The United States has already provided more than $1 trillion in foreign direct investment in the Indo-Pacific region.  The region has told us loud and clear that it wants us to do more.  The launch of the Indo-Pacific Economic Framework (IPEF) in May 2022 is a part of making that intent a reality.  IPEF has been endorsed by thirteen other countries, including India, and is a U.S.-led framework that allows participating countries to solidify their relationships and engage in crucial economic and trade activities through four pillars.  Let me explain them briefly.

The first pillar relates to connected economies, which entails nations working toward higher standards and rules for digital trade.  Building resilient supply chains that in turn constitute resilient economies forms the second pillar to protect countries from the effects of potentially disruptive global occurrences such as the COVID-19 pandemic. The third IPEF pillar comprises efforts directed at meeting and subsequently exceeding our COP commitments through practical green energy commitments and green infrastructure projects.
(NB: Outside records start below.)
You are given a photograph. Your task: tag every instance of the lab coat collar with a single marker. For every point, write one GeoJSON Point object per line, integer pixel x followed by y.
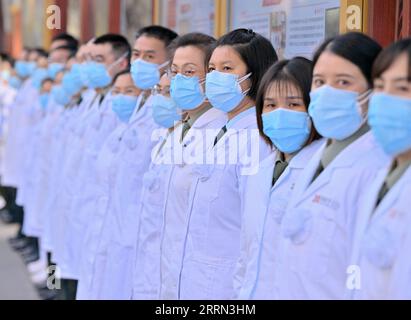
{"type": "Point", "coordinates": [299, 161]}
{"type": "Point", "coordinates": [347, 158]}
{"type": "Point", "coordinates": [393, 194]}
{"type": "Point", "coordinates": [207, 117]}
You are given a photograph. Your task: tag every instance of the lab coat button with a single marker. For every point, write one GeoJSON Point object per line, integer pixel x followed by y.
{"type": "Point", "coordinates": [296, 226]}
{"type": "Point", "coordinates": [380, 247]}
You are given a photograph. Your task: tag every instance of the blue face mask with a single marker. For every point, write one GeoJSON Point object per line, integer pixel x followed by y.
{"type": "Point", "coordinates": [54, 69]}
{"type": "Point", "coordinates": [98, 75]}
{"type": "Point", "coordinates": [84, 74]}
{"type": "Point", "coordinates": [38, 76]}
{"type": "Point", "coordinates": [31, 68]}
{"type": "Point", "coordinates": [22, 69]}
{"type": "Point", "coordinates": [5, 75]}
{"type": "Point", "coordinates": [165, 112]}
{"type": "Point", "coordinates": [15, 82]}
{"type": "Point", "coordinates": [337, 113]}
{"type": "Point", "coordinates": [187, 92]}
{"type": "Point", "coordinates": [145, 74]}
{"type": "Point", "coordinates": [288, 130]}
{"type": "Point", "coordinates": [223, 90]}
{"type": "Point", "coordinates": [44, 100]}
{"type": "Point", "coordinates": [60, 96]}
{"type": "Point", "coordinates": [124, 106]}
{"type": "Point", "coordinates": [71, 82]}
{"type": "Point", "coordinates": [390, 121]}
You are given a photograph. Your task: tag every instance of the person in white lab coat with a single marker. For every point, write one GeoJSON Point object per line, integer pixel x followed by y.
{"type": "Point", "coordinates": [145, 265]}
{"type": "Point", "coordinates": [282, 111]}
{"type": "Point", "coordinates": [109, 56]}
{"type": "Point", "coordinates": [381, 263]}
{"type": "Point", "coordinates": [188, 69]}
{"type": "Point", "coordinates": [111, 229]}
{"type": "Point", "coordinates": [211, 245]}
{"type": "Point", "coordinates": [317, 228]}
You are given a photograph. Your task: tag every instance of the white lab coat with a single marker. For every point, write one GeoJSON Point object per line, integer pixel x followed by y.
{"type": "Point", "coordinates": [167, 190]}
{"type": "Point", "coordinates": [264, 207]}
{"type": "Point", "coordinates": [177, 194]}
{"type": "Point", "coordinates": [147, 248]}
{"type": "Point", "coordinates": [113, 272]}
{"type": "Point", "coordinates": [18, 124]}
{"type": "Point", "coordinates": [7, 98]}
{"type": "Point", "coordinates": [71, 180]}
{"type": "Point", "coordinates": [212, 235]}
{"type": "Point", "coordinates": [382, 241]}
{"type": "Point", "coordinates": [61, 137]}
{"type": "Point", "coordinates": [117, 146]}
{"type": "Point", "coordinates": [317, 229]}
{"type": "Point", "coordinates": [36, 199]}
{"type": "Point", "coordinates": [81, 117]}
{"type": "Point", "coordinates": [102, 123]}
{"type": "Point", "coordinates": [37, 165]}
{"type": "Point", "coordinates": [94, 208]}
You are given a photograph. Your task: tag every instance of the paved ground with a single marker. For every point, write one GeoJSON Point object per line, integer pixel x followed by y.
{"type": "Point", "coordinates": [14, 279]}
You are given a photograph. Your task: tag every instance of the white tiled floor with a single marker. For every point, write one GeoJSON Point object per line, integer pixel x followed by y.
{"type": "Point", "coordinates": [14, 280]}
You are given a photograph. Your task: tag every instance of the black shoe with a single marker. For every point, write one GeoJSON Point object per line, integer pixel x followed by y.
{"type": "Point", "coordinates": [46, 294]}
{"type": "Point", "coordinates": [19, 245]}
{"type": "Point", "coordinates": [27, 250]}
{"type": "Point", "coordinates": [6, 217]}
{"type": "Point", "coordinates": [31, 258]}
The fourth and final pillar underscores the importance of fair trade and seeks to create rules targeting corruption reduction while formulating and agreeing on measures for effective taxation.

We are working with India and the other IPEF partners to develop the details and tackle these 21st century economic challenges.  I am glad that the two-day conclave will focus on all four pillars.  Working together with all of you to defend the rules-based order that we’ve built together over decades helps ensure the region remains and continues to develop in ways that meet our shared vision.
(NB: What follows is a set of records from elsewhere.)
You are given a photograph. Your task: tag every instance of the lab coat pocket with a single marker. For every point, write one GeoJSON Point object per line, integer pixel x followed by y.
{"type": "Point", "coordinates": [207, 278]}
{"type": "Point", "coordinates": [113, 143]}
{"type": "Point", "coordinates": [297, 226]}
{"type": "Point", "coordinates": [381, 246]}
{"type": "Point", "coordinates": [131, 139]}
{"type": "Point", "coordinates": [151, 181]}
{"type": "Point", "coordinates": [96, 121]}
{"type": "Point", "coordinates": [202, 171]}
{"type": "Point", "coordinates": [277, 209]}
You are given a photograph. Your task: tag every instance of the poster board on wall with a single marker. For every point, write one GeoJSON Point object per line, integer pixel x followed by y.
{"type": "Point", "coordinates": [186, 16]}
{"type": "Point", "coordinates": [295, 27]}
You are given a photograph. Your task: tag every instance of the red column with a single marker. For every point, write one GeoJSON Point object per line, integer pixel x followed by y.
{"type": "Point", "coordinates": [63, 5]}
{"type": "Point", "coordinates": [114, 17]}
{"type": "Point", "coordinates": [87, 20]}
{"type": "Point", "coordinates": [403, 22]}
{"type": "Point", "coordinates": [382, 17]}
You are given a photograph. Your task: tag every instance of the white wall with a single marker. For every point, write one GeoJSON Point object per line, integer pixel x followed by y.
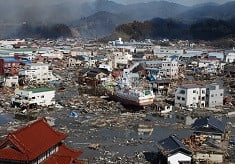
{"type": "Point", "coordinates": [216, 158]}
{"type": "Point", "coordinates": [176, 158]}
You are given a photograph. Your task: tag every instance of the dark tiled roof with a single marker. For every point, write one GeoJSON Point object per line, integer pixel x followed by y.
{"type": "Point", "coordinates": [28, 143]}
{"type": "Point", "coordinates": [172, 143]}
{"type": "Point", "coordinates": [211, 121]}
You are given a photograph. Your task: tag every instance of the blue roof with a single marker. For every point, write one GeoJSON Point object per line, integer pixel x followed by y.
{"type": "Point", "coordinates": [172, 143]}
{"type": "Point", "coordinates": [10, 60]}
{"type": "Point", "coordinates": [211, 121]}
{"type": "Point", "coordinates": [13, 60]}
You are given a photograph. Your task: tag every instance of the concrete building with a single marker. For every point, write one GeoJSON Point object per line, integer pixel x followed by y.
{"type": "Point", "coordinates": [33, 97]}
{"type": "Point", "coordinates": [170, 69]}
{"type": "Point", "coordinates": [190, 96]}
{"type": "Point", "coordinates": [38, 73]}
{"type": "Point", "coordinates": [120, 59]}
{"type": "Point", "coordinates": [167, 51]}
{"type": "Point", "coordinates": [174, 151]}
{"type": "Point", "coordinates": [230, 57]}
{"type": "Point", "coordinates": [214, 95]}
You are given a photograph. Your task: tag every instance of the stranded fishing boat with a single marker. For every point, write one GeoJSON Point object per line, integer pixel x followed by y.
{"type": "Point", "coordinates": [129, 90]}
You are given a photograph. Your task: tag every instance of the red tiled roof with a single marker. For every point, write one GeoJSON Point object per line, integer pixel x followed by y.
{"type": "Point", "coordinates": [28, 143]}
{"type": "Point", "coordinates": [64, 156]}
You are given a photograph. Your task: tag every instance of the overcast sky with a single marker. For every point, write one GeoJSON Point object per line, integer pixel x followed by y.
{"type": "Point", "coordinates": [184, 2]}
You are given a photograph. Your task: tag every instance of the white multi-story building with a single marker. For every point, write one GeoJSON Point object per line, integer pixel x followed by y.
{"type": "Point", "coordinates": [190, 95]}
{"type": "Point", "coordinates": [34, 96]}
{"type": "Point", "coordinates": [167, 51]}
{"type": "Point", "coordinates": [214, 95]}
{"type": "Point", "coordinates": [205, 62]}
{"type": "Point", "coordinates": [121, 58]}
{"type": "Point", "coordinates": [230, 57]}
{"type": "Point", "coordinates": [39, 73]}
{"type": "Point", "coordinates": [170, 69]}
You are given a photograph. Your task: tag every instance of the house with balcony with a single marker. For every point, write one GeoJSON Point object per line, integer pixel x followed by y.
{"type": "Point", "coordinates": [37, 143]}
{"type": "Point", "coordinates": [190, 96]}
{"type": "Point", "coordinates": [214, 95]}
{"type": "Point", "coordinates": [32, 97]}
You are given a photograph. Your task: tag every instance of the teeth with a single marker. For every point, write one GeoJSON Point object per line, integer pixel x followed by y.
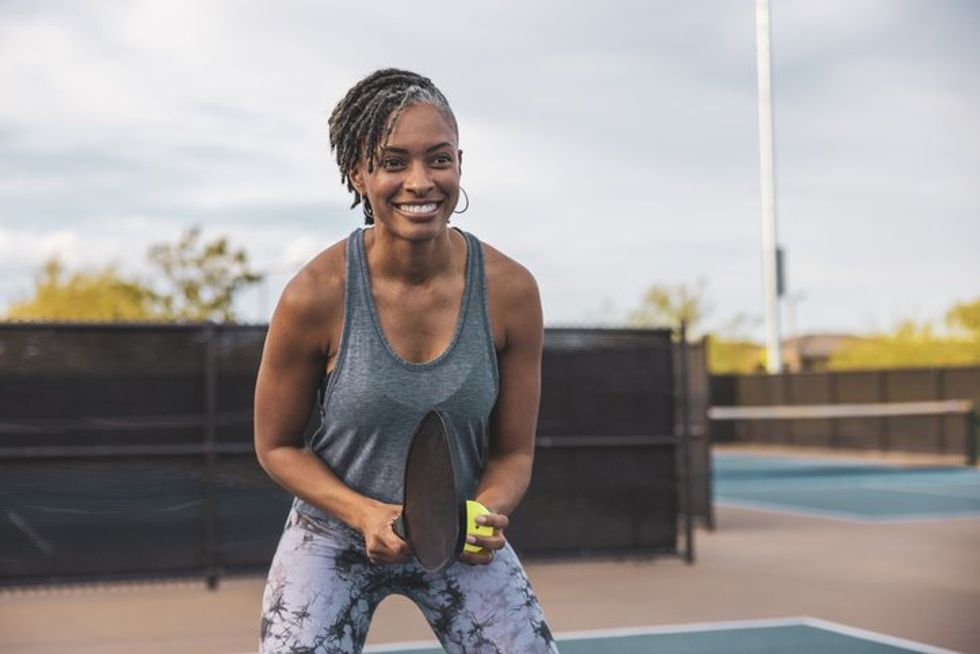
{"type": "Point", "coordinates": [418, 208]}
A vibrant interconnectedness had prevailed in this region for around 2,000 years, until it was altered by human decisions and activities that had consequences that became part of our cultural learning and social DNA.  But our human brain and its desire for connection has resurrected and renewed convergences between states and peoples through cultural diplomacy, historical research and exploration, companies that fuse the best of our ideas to fill unmet needs with new products, and existential fears that compel us to apply these same innovative brains to address strategic concerns.

This is why I am excited that this conclave is focused on exchanges between people.  Observing, listening, testing, learning, creating, debating, revising, building….these acts are not only the scientific process but also the gateway to enhanced, expanded, and improved political and economic relations.  They are the path to new paradigms of pedagogy, policy, and research.  They are the means of turning alliances, experiences, and imagination into international policies that contribute to the positive development of the now 8 billion people who live on our increasingly small planet, and beyond into the ever-expanding universe.
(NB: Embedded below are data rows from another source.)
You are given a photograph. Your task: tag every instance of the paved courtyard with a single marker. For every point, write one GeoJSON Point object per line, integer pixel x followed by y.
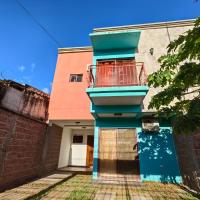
{"type": "Point", "coordinates": [81, 187]}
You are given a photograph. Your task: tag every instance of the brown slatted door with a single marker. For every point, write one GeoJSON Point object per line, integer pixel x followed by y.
{"type": "Point", "coordinates": [127, 153]}
{"type": "Point", "coordinates": [107, 152]}
{"type": "Point", "coordinates": [90, 149]}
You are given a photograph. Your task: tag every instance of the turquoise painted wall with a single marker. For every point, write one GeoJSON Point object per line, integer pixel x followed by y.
{"type": "Point", "coordinates": [157, 154]}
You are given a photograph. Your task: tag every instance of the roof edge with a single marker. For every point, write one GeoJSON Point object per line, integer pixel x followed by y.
{"type": "Point", "coordinates": [156, 25]}
{"type": "Point", "coordinates": [74, 49]}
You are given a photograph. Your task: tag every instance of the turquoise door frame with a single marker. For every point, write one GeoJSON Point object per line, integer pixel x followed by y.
{"type": "Point", "coordinates": [157, 154]}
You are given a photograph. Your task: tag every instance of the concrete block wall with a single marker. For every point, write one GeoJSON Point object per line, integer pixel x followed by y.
{"type": "Point", "coordinates": [188, 150]}
{"type": "Point", "coordinates": [23, 153]}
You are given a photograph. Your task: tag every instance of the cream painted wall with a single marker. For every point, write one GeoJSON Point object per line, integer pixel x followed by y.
{"type": "Point", "coordinates": [65, 148]}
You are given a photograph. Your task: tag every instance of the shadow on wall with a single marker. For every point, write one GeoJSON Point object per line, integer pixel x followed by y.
{"type": "Point", "coordinates": [158, 160]}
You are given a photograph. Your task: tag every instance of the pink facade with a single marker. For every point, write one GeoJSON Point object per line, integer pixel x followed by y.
{"type": "Point", "coordinates": [69, 100]}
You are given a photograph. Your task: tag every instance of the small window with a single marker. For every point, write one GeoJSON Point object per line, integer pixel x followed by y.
{"type": "Point", "coordinates": [75, 77]}
{"type": "Point", "coordinates": [78, 139]}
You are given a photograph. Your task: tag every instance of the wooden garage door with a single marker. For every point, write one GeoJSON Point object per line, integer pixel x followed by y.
{"type": "Point", "coordinates": [118, 152]}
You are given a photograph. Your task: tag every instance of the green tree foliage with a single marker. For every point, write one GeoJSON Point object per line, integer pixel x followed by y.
{"type": "Point", "coordinates": [179, 78]}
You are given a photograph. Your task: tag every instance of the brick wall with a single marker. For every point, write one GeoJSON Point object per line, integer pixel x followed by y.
{"type": "Point", "coordinates": [188, 150]}
{"type": "Point", "coordinates": [27, 150]}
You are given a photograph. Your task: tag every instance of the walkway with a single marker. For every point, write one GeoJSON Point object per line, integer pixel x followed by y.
{"type": "Point", "coordinates": [28, 191]}
{"type": "Point", "coordinates": [81, 187]}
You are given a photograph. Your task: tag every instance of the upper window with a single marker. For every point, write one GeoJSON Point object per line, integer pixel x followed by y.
{"type": "Point", "coordinates": [78, 139]}
{"type": "Point", "coordinates": [75, 77]}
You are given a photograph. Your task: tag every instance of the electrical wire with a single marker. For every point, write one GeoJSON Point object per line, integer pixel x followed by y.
{"type": "Point", "coordinates": [39, 24]}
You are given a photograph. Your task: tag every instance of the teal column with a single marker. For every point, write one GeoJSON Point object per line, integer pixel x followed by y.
{"type": "Point", "coordinates": [95, 154]}
{"type": "Point", "coordinates": [157, 156]}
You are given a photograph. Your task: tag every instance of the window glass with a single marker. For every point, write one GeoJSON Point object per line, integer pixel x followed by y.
{"type": "Point", "coordinates": [78, 139]}
{"type": "Point", "coordinates": [75, 77]}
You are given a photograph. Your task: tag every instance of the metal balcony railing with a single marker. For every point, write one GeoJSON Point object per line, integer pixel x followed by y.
{"type": "Point", "coordinates": [117, 75]}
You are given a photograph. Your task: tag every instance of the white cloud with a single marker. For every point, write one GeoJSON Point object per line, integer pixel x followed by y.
{"type": "Point", "coordinates": [26, 79]}
{"type": "Point", "coordinates": [21, 68]}
{"type": "Point", "coordinates": [46, 90]}
{"type": "Point", "coordinates": [32, 67]}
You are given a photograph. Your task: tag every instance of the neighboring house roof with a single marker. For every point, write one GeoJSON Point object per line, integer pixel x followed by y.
{"type": "Point", "coordinates": [168, 24]}
{"type": "Point", "coordinates": [157, 25]}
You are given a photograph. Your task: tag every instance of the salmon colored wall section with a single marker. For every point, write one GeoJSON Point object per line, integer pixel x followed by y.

I personally witnessed this kind of synergy in action as part of the West Bengal Tribal Hill Festival in the Himalayan Hills earlier this month.  My team partnered together with five indigenous communities and young leaders from the United States, India, Nepal, and Bangladesh through the U.S. Department of State’s Arts Envoy Program.  The act of conceiving of and creating a multilingual artistic performance within a Festival in multiple cities led to a deeper understanding of governments, policies, histories, and the connective and overarching ideals of diversity, inclusion, equity, and accessibility across peoples and nations.  The bonds we formed are deep, strong, respectful, and powerful.

We cannot know—especially after the overwhelming experience of the pandemic that gripped our planet—what the next decade will bring.  But we do know that we can meet any challenge with certainty if we strengthen our collective capacities, pool our resources and drive toward outcomes that are in alignment with our shared values.

I look forward to participating in the conclave conversations and making new friends over the next two days.  I hope you all join in shaping this vision toward our collective prosperity and security.

Thank you so much for your time today.